I have no sense of the material to know what would work mechanically. Like: staple, then cut off the perforated portion later? Some kind of clamping mechanism? Use an actual stretcher frame or embroidery frame and cut off the bent parts after?
Appreciate your input…and I get where you’re going with that. I can’t cut the Ti myself. I ordered it over the phone (no online ordering) to the exact dimension I needed. I just made a frame for it out of draftboard…glued it up and it’s drying. Have to order a new piece of Ti…and when it arrives, it will not be warped so I can put it into the frame, put a backing on it (perhaps the cut out piece of DB) and maybe tape it on so it can be removed after lasering. All this thinking makes my brain hurt!
Stay tuned!
Cool experiments! In that test where you got the nice gold, blue, and purple… the increase to 270 LPI would deposit more heat. Closing in on the sweet spot there looks like. There is also that sweet purple outline to the blue, great effect!
Between focus, power, speed, and resolution there is a lot of possibilities to play with!

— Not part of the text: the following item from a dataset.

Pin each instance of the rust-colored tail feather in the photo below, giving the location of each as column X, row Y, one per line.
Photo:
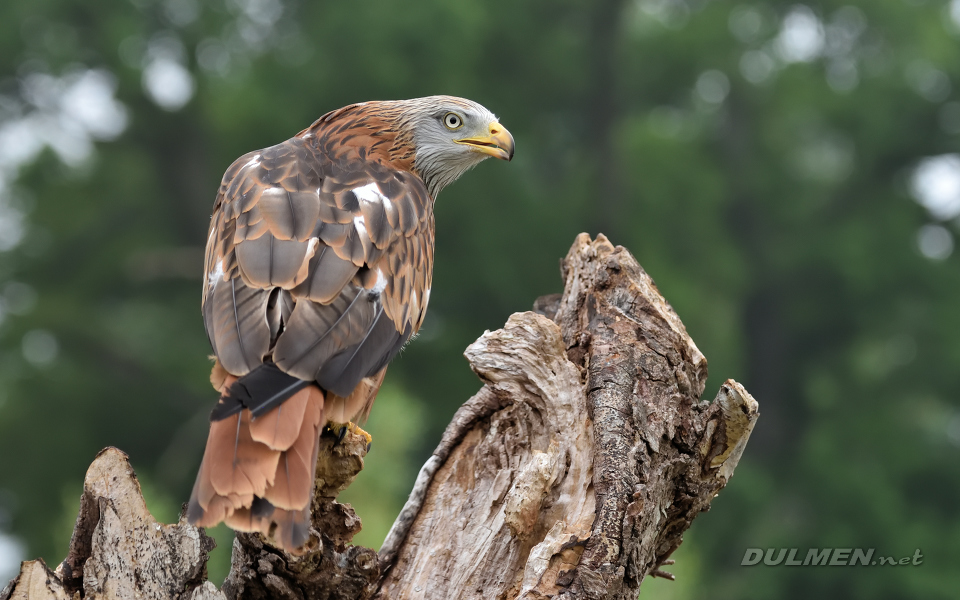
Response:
column 258, row 474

You may be able to tap that piece flat with a mallet or some soft blow besides a metal hammer so you don’t get any tool marks on it.
Sort of made me laugh…that ‘great effect’ is actually the back side of the piece…it’s the reverse side of those large black letters in the second photo on the right side…which the laser didn’t even completely finish. I would love to get those colors, but it’s all a crap shoot. So far, the image of the mountains is the only thing that comes out with color. I found that the image and the smaller texts do just great at 270 LPI, but the big letters have to be at 225.

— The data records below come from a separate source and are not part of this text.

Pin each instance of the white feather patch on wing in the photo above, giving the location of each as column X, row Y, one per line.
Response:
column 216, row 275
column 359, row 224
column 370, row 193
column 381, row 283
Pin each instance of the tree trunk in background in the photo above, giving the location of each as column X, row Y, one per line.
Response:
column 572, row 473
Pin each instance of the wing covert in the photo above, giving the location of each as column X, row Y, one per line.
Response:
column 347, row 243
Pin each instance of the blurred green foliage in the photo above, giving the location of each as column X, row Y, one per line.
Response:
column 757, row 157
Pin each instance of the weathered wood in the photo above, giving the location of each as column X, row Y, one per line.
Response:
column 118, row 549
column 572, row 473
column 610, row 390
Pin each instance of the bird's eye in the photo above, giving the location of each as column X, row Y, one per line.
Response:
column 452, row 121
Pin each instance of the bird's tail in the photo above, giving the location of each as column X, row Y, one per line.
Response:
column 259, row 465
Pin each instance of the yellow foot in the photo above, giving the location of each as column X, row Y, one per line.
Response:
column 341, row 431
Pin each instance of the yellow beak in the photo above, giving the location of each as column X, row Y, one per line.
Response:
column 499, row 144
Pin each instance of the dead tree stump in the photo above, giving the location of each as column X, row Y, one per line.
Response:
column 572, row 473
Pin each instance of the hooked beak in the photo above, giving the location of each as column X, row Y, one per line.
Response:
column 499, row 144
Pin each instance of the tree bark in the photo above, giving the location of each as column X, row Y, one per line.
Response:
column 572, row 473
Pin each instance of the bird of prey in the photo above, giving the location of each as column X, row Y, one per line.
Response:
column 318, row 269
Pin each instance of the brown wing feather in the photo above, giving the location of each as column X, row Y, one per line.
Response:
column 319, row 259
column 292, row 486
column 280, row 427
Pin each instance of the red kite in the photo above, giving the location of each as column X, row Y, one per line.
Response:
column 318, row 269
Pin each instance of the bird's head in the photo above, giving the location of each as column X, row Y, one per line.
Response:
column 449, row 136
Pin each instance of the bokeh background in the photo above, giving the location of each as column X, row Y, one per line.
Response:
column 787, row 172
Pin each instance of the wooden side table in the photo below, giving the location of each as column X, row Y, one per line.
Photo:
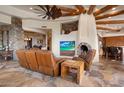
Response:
column 71, row 64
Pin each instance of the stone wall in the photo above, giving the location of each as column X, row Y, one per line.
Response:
column 16, row 35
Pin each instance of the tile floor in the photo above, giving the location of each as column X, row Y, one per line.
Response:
column 103, row 74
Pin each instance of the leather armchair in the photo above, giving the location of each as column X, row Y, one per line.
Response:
column 31, row 59
column 22, row 58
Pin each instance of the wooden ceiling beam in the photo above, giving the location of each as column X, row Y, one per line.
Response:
column 115, row 13
column 66, row 9
column 110, row 22
column 70, row 14
column 80, row 8
column 108, row 28
column 91, row 9
column 104, row 9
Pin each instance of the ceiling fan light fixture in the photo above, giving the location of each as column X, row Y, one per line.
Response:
column 113, row 8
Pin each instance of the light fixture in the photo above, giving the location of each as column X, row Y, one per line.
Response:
column 113, row 8
column 31, row 8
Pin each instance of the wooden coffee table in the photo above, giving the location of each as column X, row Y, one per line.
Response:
column 71, row 64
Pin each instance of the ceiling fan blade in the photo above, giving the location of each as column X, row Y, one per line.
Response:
column 42, row 7
column 44, row 16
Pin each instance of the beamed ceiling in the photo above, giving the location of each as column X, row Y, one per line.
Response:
column 104, row 15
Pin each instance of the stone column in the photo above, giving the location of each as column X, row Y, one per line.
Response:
column 16, row 36
column 87, row 32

I bought a nylon hammer to use to form the Ti into the basalt basin, but won’t bother trying to flatten that test piece…it’s too far gone.
Multiple passes should help with the heat dissipation.
You’ve got the back side of this one to test with.
Yes…I’ll do more testing. I did do multiple passes previously…mentioned further up in this thread…from 16 days ago…several photos of my tests.
Maybe higher speed, full power, multiple passes? My brain is frying!
Yup, I remember - but nothing warped during that test.
If you could find settings that give the same nice engrave as the piece that did warp using multiple passes, that might prevent it from wanting to warp.
Shame you can’t have a lot at your disposal to try it on. If you haven’t ordered the replacement yet, perhaps you could ask if they have scraps you could use?
(probably not, I expect it would be recycled given its cost.)
I will ask, with no expectations. I did have to purchase an entire 6 x 12 sheet and they were kind enough to cut the two pieces I needed at no extra charge. They did ask if I wanted the remaining scraps…which I did…and which I used for the testing
Exactly what I was thinking. With the titanium sheet in the inner frame it can be held tightly to the bed with the outer frame using honeycomb pins. Along with multiple runs for various sections along with some time in between sections to cool down it should work out.
I would probably add a crosspiece in the top piece of the template frame that runs along the midline between the end of the road and the quote running along the bottom. There’s enough room for a qtr inch or so piece I think. That will help hold down any middle area warping.
Here’s what I made yesterday. The two pieces glued together (upper), the Ti (lower left) and one of the pieces that was cut out from making the frame (lower right)
(This is all just staged right now and not really assembled)
I put the Ti face down inside the frame (this is the bent up one)
then figured I could just place the cut out piece back inside over the Ti and fasten …tape…it down somehow
Then hold the whole thing down with honeycomb pins. It leaves exposed the exact dimension I need for my file.
Does anyone think there would be an issue having the solid piece on the underside?
I think you are on the right track. I think doing this, along with your idea of engraving in sections or doing multiple passes at low lpi, is going to work. Fingers crossed.
Thank you…your feedback is invaluable. I made every single section of text a different color so I can do them at a slower pace and pick and choose the order and the settings.